Now, since banks owning the instruments into which credit default swaps have been buried will not readily disclose their extent, then it stands to reason one bank – say Bank A – cannot know how much “bad debt” or “toxic assets” the other one owns or has on its books. If this is the case, a bank with relatively higher equity (Bank A in Fig. 1- at top) will be unwilling to lend capital to a bank for which the toxic asset volume is unknown. After all, if it lends in good faith then the other banks fails because of the higher CDS proportion, it will have only itself to blame.
It is this unknown which has directly engendered the current credit freeze. Because no bank knows the volume of CDS any other holds, it cannot know the extent of any other bank’s equity position or credit worthiness. Thus, has the LIBOR rate recently exploded – this is the London Interbank Offered Rate- which is a measure of bank to bank lending confidence. It most certainly will not begin to go down, reflecting higher lending confidence, until some agent steps in and proceeds to buy all the CDS now on the banks’ books.
WHO is in the position to do this? Well, certainly no private entity has the resources! The only one is the government, and more specifically the quasi-governmental entity known as the Federal Reserve which can, if it must, create enough money by fiat to buy all the CDS and get rid of this toxic sludge once and for all.

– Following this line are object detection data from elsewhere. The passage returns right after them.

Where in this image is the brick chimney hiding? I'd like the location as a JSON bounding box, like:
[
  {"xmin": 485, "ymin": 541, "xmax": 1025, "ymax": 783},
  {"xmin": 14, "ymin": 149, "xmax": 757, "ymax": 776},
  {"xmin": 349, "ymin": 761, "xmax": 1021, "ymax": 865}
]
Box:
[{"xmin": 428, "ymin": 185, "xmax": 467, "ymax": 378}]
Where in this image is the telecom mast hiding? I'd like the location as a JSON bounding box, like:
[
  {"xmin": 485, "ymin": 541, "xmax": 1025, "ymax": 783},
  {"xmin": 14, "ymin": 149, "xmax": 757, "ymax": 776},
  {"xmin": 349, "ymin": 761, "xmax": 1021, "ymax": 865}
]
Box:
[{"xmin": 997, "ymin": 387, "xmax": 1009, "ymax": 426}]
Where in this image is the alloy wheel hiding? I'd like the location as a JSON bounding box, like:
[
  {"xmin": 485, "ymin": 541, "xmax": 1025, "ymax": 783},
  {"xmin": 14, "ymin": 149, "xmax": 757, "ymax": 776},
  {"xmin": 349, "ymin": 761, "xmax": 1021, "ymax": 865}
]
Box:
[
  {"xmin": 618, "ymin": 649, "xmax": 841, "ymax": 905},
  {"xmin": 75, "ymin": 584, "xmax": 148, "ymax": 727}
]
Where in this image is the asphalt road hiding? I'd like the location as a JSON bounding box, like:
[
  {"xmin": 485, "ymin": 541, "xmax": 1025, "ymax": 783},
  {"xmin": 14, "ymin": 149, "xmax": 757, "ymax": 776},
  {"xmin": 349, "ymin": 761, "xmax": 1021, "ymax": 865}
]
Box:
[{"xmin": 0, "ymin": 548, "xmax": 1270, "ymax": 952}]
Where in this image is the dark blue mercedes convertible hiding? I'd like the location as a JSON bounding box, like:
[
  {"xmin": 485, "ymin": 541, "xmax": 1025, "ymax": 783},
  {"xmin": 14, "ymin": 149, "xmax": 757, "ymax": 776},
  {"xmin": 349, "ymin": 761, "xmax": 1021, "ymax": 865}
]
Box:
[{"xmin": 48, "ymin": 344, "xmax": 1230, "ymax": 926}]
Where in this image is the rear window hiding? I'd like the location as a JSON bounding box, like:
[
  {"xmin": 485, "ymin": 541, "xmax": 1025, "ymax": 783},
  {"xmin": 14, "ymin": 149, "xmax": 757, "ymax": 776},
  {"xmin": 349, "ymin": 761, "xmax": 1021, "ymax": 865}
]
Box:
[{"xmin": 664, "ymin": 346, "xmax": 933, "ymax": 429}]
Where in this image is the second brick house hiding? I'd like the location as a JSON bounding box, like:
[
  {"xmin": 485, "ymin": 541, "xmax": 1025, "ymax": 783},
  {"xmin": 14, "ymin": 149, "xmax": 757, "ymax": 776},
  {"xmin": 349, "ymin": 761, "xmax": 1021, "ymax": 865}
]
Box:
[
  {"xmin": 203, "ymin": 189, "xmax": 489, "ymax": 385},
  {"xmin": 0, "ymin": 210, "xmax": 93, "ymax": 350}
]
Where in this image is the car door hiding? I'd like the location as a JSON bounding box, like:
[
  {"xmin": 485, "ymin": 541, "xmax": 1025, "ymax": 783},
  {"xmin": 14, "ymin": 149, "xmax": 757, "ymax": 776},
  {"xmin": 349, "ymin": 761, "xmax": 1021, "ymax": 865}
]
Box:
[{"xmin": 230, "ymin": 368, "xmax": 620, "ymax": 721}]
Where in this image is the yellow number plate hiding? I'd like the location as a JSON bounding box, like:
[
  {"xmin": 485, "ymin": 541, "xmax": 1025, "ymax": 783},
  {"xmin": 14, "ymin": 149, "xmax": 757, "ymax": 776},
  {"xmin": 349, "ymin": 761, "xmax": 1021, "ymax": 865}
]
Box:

Now, some libertarians will no doubt exclaim ‘Why not just do nothing?’ but in asking that they are clearly not cognizant of the degree of financial collapse that would precipitate from such folly. We are talking here of credit seizing up everywhere! No more money for student loans, at any price, no loans for businesses to meet payroll or plant improvement and you can forget about any expansions! No money for home construction, to purchase new cars, to do home renovations, to re-fi a mortgage……NADA! In effect, as Nobel Prize winning Princeton economist Paul Krugman has noted, one would usher in a Second Great Depression – and this one – by virtue of the global banking effects, would make the first look like the proverbial walk in the park.
Hence, bottom line, there is no option. The $55 trillion must be purged and it must be done before banking collapses proceed like falling dominoes. Now, no one is arguing here that full value must be paid for all those toxic assets, I mean even 20 cents on the dollar would be better than nothing – though even that would add $11 trillion to the existing bailout deficit. But doing nothing is not an option, and only the most financially obtuse, who have no remote clue of what is transpiring now, would even propose it.
Finally, in the wake of this catastrophe - which will probably take four to five more years to unfold- it is clear that all the credit default swaps which caused this mess need to be outlawed. Further, all derivatives, irrespective of where or how they are used, need to finally come under SEC regulation.
We cannot afford another event like the credit default swap mess, ever again! For stock investors, the future will be bloody bleak as Stephen Roach noted in his 'Market & Investing' FT column three days ago. As he notes the "post-bubble" world will see a very anemic recovery. Not any of this market bursting forth back up to where it was within months, or even years....possibly decades.
In the long deleverage process, with all asset bubbles punctured, no fund or stock will be able to jack up yield by using tricks such as stacking investments with derivatives, IOs or other crap. People simply won't buy them. In the future investment world the snake-bitten will reach only for what is understandable and transparent.
In a way this is a good thing since the stock market was always designed more as a financial casino for the wealthy, not for ordinary Jacks and Janes to park their precious retirement money.